As the weeks passed, I became quite obsessive and I noticed Andreas becoming agitated as I found myself going back to the pages whenever I had the opportunity. Still they kept coming. Samantha has just started reading C. S. Lewis to her two children in Church Lodge so the book must be the first one: The Lion, the Witch and the Wardrobe. Melissa was meant to be starring in a film in which she would play Eleanor of Aquitaine. She would therefore be the mother of Richard the Lionheart. The silver cigarette box in Melissa’s lounge is engraved with the MGM logo – a roaring lion. And on page 194 Detective Chief Inspector Hare makes a completely random remark about the first labour of Hercules, which he believes relates to the cleaning of the Augean stables. It isn’t. It’s the slaying of the Nemean lion.

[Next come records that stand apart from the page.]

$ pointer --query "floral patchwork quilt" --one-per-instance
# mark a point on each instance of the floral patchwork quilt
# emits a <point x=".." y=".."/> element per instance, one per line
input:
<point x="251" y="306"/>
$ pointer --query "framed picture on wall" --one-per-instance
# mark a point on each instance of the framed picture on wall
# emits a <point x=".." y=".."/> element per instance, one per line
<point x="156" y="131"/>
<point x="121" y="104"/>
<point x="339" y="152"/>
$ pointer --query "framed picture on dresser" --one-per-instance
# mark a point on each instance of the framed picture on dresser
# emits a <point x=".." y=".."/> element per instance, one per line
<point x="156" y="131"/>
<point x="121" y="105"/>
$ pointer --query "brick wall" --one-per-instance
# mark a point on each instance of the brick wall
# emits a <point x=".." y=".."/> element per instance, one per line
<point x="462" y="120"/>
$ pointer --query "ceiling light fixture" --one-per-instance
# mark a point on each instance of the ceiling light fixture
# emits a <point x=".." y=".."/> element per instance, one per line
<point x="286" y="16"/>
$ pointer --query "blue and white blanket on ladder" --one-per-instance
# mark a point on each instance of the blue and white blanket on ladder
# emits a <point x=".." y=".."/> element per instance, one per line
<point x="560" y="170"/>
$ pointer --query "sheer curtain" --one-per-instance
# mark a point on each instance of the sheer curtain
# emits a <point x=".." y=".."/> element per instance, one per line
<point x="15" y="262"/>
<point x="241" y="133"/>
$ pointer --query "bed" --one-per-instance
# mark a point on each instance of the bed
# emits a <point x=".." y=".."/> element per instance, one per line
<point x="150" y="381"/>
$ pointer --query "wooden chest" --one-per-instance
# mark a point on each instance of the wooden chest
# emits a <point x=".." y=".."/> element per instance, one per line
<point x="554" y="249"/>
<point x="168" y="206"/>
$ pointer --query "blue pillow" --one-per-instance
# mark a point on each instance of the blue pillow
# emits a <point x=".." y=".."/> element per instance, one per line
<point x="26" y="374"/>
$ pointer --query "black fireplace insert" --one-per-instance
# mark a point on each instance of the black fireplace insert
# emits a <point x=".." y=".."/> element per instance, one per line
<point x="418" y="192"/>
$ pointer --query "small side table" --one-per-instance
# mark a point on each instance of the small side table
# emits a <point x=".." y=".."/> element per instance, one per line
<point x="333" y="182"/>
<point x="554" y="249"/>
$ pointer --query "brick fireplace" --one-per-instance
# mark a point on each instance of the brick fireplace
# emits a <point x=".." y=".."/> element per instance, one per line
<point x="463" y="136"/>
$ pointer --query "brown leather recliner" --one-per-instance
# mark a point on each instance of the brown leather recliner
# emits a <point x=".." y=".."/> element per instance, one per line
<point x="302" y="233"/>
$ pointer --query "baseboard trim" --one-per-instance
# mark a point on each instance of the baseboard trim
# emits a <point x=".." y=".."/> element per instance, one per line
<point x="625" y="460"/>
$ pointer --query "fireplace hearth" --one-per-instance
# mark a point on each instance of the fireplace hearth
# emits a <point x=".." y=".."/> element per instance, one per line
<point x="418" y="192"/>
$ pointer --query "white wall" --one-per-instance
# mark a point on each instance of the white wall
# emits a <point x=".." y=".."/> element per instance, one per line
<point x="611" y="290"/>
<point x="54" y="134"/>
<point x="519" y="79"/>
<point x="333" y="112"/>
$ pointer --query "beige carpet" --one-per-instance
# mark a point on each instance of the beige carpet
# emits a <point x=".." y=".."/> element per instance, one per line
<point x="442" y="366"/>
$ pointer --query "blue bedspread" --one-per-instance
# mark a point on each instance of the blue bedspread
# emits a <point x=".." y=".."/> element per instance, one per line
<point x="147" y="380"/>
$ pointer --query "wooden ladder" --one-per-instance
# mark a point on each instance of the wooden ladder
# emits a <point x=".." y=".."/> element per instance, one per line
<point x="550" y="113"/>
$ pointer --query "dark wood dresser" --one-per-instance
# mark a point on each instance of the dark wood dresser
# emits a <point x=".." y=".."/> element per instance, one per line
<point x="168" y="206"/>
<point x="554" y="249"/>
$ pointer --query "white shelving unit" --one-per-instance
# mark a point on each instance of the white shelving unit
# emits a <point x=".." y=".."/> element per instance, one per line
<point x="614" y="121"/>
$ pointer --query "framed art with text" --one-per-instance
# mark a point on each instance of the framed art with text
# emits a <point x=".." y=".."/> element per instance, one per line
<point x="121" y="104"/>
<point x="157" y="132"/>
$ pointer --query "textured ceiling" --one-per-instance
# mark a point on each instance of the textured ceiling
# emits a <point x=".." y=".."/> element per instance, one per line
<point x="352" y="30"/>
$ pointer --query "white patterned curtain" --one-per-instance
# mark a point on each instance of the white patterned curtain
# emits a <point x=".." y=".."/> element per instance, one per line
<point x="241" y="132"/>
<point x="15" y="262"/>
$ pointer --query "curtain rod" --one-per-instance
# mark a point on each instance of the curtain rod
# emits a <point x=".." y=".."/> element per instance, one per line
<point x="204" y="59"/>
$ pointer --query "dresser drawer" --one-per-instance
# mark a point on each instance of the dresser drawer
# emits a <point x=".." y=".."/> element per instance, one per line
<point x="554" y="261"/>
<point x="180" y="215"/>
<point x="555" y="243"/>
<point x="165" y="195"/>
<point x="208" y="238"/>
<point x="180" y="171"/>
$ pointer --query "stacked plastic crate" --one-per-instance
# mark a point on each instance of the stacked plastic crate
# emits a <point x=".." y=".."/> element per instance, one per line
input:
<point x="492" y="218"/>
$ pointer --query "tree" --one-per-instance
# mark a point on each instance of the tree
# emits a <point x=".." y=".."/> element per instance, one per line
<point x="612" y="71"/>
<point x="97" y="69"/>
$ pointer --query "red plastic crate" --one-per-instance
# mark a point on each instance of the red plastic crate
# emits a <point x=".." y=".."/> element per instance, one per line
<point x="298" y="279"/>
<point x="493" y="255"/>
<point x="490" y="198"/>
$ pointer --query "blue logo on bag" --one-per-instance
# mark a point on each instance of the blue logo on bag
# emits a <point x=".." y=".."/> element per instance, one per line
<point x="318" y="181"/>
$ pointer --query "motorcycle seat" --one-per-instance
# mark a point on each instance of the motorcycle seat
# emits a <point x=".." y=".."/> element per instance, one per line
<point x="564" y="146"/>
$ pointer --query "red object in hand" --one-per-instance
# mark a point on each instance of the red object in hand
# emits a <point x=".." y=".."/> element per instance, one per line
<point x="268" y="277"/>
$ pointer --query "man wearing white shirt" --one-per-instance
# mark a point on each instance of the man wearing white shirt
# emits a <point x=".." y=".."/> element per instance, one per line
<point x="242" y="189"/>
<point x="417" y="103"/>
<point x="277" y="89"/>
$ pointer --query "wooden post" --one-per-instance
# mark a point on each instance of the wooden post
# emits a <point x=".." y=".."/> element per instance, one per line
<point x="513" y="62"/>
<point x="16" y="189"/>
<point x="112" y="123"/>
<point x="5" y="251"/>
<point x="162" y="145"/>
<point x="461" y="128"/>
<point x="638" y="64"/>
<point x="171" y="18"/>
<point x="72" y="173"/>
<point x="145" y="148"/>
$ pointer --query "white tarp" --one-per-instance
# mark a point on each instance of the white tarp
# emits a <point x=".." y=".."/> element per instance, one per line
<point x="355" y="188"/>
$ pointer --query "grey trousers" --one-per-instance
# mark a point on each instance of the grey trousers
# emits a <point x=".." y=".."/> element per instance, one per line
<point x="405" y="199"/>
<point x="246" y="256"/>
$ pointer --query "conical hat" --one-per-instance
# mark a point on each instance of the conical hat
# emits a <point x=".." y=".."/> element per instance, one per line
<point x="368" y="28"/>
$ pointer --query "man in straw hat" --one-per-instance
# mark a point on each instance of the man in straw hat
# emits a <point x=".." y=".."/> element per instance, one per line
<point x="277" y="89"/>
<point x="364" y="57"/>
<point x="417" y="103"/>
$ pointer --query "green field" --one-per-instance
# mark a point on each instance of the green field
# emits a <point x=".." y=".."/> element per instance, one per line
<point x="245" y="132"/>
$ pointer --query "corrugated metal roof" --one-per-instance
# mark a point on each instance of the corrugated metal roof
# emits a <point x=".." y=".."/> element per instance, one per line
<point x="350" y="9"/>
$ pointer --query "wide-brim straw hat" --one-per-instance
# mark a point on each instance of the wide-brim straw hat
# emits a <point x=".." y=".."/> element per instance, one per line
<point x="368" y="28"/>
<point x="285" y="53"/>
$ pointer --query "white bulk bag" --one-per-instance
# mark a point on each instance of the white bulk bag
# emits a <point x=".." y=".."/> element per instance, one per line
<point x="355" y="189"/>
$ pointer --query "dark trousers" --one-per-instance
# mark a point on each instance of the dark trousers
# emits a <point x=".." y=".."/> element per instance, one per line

Now I remembered some of the editorial disagreements that I’d had with Alan during the editing of the book. Of course he’d wanted Algernon’s car to be a Peugeot. The silver badge that ends up smeared with the opera singer’s blood is in the shape of a prancing lion. And a quick search of Wikipedia showed me that the LMR 57 steam engine that carried Pünd out of Bideford station, even though it was about a hundred years out of date, was also known as ‘Lion’.

By the end of the month I was actually stealing out of bed at night to continue my lion hunt. I hadn’t even started the edit of my four-hundred-page manuscript and I noticed Andreas frequently looking askance at me.

And yet I still worried that I’d missed something in Atticus Pünd Takes the Case. I was sure that Cecily had seen something that I hadn’t. I had the book. I had all my notes. There had to be something else. What was it?

I can remember exactly the epiphany, the moment when the novel revealed the last secret buried in its unpleasant heart. The awful truth is that it had been in front of my eyes all the time although I’m not quite sure why I saw it at that moment, sitting in my little office above the bar with the sun streaming in. I wish I could say that an owl flew past – we actually have quite a lot of them in Crete – but it didn’t. For no reason at all, I was thinking how Cecily Treherne had liked anagrams. She had taken the name of the hotel and rearranged the letters to make ‘barn owl’. And that was when it hit me.

The first murder is committed by Lionel Collins. His name, obviously, conceals another lion. He is Leo.

But Madeline Cain is also a murderer and she kills Francis Pendleton – FP – the fictional equivalent of Frank Parris.

Madeline Cain is an anagram of Aiden MacNeil.

Andreas was in the room with me when I saw it. I remember howling with excitement, throwing paper into the air, rushing into his arms, almost crying with the stupid simplicity of it. He looked past me at the newspaper cuttings, the notepads, the letters – and the nine volumes that made up the adventures of Atticus Pünd.

He took my hands in his. ‘Susan,’ he said, ‘will you be angry with me if I make a suggestion?’

‘Of course I won’t be angry with you.’

‘We have each other. We have the hotel. You have your editing. Everything is going well for us.’

‘So …?’

‘So maybe it’s time to finish with all this.’ He gestured at the scattered documents. ‘You’ve found enough lions. And honestly, I think you’ve allowed Alan Conway to do enough damage to your life.’